Dünyanın en büyük fonunda Gazze krizi: Siyaset ve ekonomi çatışıyor
- 2 trilyon dolarlık büyüklüğüyle dünyanın en büyük devlet fonu olan Norveç Varlık Fonu, İsrail’in Gazze’deki savaşıyla bağlantılı yatırımlarını geri çekmesiyle ulusal ve uluslararası arenada büyük tartışmalara neden oldu.

2 trilyon dolarlık büyüklüğüyle dünyanın en büyük devlet fonu olan Norveç Varlık Fonu, İsrail’in Gazze’deki savaşıyla bağlantılı yatırımlarını geri çekmesiyle ulusal ve uluslararası arenada büyük tartışmalara neden oldu.
Norveç fonu, bugüne dek siyasi etkilerden korunmuş bir yapı olarak biliniyordu. Ancak son karar, Pazartesi günü yapılacak seçimler öncesinde seçim kampanyalarının da merkezine oturdu.
Bet Shemesh skandalı ve yatırımların çekilmesi
Tartışmalar, fonun İsrail savaş uçaklarıyla bağlantılı Bet Shemesh Engines adlı şirkete yatırım yaptığının ortaya çıkmasıyla başladı. Ardından Maliye Bakanı Jens Stoltenberg, etik kaygıları gerekçe göstererek inceleme talimatı verdi. Bu sürecin sonunda ABD merkezli Caterpillar’ın da aralarında bulunduğu 29 şirketten yatırımlar çekildi.
ABD’den sert tepki
Karar, Washington’da öfkeye yol açtı. ABD Senatörü Lindsey Graham, kararı “saldırganlığın ötesinde” sözleriyle kınadı ve misilleme ile vize kısıtlamaları tehdidinde bulundu. Trump yönetiminden ise henüz resmi bir açıklama gelmedi, ancak diplomatik gerilimin tırmanmasından endişe ediliyor.
İç politikada yansımalar
Norveç içinde ise bu hamle, seçmenlerin dış politikaya odaklanmasına neden oldu. Analistler, konunun iktidardaki İşçi Partisi’ne destek kazandırdığını belirtiyor. Hükümet de muhalefet de fonun “siyasi amaçlarla kullanılmadığını” savunuyor.

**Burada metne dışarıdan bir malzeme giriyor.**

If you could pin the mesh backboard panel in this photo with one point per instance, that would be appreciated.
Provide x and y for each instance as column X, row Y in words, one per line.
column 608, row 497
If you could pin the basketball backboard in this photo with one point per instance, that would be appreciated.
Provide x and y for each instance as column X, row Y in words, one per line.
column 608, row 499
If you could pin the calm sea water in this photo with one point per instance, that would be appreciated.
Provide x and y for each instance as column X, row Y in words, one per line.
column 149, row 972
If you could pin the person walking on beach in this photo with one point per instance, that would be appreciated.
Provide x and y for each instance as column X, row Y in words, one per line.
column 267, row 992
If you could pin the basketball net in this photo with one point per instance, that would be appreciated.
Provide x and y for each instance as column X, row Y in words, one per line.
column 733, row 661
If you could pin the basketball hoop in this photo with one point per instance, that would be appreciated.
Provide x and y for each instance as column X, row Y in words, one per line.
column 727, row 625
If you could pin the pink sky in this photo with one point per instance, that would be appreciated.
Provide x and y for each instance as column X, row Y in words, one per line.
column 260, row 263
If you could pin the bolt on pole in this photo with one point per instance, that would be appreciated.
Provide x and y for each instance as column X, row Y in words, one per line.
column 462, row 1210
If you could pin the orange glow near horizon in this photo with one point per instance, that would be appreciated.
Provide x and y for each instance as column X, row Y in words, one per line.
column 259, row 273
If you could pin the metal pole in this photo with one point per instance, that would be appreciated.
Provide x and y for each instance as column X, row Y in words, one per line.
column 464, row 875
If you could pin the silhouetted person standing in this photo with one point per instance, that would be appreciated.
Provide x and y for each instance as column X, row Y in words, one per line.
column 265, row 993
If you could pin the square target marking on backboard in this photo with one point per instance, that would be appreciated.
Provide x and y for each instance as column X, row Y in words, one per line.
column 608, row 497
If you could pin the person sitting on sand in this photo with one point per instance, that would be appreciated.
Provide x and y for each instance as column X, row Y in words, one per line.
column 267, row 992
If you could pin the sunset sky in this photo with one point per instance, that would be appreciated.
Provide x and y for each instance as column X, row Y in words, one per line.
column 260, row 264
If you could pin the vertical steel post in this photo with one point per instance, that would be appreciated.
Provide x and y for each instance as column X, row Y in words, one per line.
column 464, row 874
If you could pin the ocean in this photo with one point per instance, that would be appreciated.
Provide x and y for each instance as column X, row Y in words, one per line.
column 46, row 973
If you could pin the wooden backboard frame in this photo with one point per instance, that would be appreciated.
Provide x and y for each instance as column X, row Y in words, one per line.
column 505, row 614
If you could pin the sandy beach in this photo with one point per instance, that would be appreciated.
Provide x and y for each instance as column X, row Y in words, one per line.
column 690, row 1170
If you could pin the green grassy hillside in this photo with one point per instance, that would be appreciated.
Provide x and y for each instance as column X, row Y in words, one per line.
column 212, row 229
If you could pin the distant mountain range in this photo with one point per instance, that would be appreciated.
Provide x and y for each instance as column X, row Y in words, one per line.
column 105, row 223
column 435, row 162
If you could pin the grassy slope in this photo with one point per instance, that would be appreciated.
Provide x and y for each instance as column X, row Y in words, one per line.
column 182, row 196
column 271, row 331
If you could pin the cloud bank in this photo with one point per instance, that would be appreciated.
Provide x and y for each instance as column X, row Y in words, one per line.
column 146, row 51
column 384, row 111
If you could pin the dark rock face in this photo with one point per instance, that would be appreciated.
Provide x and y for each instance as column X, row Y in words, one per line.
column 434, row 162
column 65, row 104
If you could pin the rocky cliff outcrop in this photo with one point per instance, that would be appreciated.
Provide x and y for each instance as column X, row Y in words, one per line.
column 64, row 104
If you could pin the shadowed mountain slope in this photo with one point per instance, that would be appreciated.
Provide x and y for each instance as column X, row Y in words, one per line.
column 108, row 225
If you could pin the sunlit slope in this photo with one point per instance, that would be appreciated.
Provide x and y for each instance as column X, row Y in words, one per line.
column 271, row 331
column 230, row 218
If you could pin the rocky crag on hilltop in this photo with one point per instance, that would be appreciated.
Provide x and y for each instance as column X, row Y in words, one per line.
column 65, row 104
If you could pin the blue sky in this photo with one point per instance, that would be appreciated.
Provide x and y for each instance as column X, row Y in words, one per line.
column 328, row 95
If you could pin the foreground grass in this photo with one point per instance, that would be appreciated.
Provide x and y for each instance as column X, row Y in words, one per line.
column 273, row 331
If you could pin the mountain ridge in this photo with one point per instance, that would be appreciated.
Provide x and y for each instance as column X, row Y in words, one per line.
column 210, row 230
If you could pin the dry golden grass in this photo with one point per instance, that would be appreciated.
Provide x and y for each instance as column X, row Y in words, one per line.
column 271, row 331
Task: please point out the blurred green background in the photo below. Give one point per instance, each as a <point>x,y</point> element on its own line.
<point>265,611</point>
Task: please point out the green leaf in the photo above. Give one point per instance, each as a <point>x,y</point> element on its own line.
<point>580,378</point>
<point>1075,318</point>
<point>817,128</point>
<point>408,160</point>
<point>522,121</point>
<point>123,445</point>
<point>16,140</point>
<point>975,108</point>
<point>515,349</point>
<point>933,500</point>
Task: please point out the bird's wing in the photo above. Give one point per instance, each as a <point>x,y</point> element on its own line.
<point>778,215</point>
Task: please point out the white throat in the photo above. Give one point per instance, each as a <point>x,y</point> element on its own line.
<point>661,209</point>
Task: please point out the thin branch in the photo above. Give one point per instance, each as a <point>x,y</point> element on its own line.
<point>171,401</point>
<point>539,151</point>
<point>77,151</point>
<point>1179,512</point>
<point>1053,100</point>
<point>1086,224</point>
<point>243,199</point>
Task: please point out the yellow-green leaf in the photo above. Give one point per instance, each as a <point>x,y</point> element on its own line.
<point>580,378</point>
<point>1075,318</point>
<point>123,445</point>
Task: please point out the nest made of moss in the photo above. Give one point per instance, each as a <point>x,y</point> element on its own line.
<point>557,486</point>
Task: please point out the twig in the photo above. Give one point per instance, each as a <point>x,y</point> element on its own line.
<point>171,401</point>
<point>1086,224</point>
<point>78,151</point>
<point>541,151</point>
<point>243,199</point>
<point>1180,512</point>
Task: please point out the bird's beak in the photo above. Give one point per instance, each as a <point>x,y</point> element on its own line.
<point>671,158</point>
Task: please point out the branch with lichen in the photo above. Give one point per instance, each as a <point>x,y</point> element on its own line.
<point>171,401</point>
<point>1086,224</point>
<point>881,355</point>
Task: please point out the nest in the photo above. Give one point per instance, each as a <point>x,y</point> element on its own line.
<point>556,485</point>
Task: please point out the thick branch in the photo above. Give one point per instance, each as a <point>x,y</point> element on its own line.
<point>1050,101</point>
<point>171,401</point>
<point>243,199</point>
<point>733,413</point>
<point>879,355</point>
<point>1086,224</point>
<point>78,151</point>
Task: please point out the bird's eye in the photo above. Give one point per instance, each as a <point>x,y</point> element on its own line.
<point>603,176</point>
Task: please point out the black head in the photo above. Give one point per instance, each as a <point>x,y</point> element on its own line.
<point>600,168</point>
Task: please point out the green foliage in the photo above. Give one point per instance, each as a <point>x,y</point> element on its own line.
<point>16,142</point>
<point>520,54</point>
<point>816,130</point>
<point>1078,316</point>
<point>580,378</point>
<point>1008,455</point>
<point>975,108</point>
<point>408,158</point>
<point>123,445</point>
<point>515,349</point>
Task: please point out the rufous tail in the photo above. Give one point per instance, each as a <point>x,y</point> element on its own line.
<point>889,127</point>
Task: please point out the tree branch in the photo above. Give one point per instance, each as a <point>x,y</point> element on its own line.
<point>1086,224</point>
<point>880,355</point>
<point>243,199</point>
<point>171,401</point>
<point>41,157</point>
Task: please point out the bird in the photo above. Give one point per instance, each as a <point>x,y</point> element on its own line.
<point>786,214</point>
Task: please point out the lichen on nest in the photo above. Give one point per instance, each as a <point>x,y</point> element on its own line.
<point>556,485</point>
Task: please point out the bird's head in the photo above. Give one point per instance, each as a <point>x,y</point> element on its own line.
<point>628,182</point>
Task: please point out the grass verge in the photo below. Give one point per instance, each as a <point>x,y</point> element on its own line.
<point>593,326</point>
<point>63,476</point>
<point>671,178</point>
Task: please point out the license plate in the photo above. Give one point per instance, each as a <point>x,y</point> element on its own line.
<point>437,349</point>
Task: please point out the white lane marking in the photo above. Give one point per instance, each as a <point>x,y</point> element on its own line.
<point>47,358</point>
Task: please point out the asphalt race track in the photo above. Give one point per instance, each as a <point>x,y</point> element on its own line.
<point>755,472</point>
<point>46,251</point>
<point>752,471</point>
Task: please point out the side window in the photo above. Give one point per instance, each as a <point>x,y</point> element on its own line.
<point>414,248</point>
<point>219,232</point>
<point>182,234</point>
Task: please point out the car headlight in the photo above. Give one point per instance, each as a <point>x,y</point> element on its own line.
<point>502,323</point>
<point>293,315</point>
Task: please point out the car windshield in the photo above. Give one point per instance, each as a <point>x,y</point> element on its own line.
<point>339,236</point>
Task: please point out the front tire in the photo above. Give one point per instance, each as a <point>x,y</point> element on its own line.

Fonun CEO’su Nicolai Tangen ise yaşananları fonun “en kötü krizi” olarak tanımlayarak, siyasallaşma riskinin kurumun temel misyonunu tehdit edebileceğini söyledi.
Küresel etkiler
Norveç Varlık Fonu, küresel hisse senetlerinin yüzde 1,5’ini elinde bulunduruyor. Bu da onu yalnızca Norveç’in değil, küresel finansın ve etik yatırımların en önemli aktörlerinden biri haline getiriyor. Bu nedenle alınan kararın yankılarının önümüzdeki dönemde daha da büyümesi bekleniyor.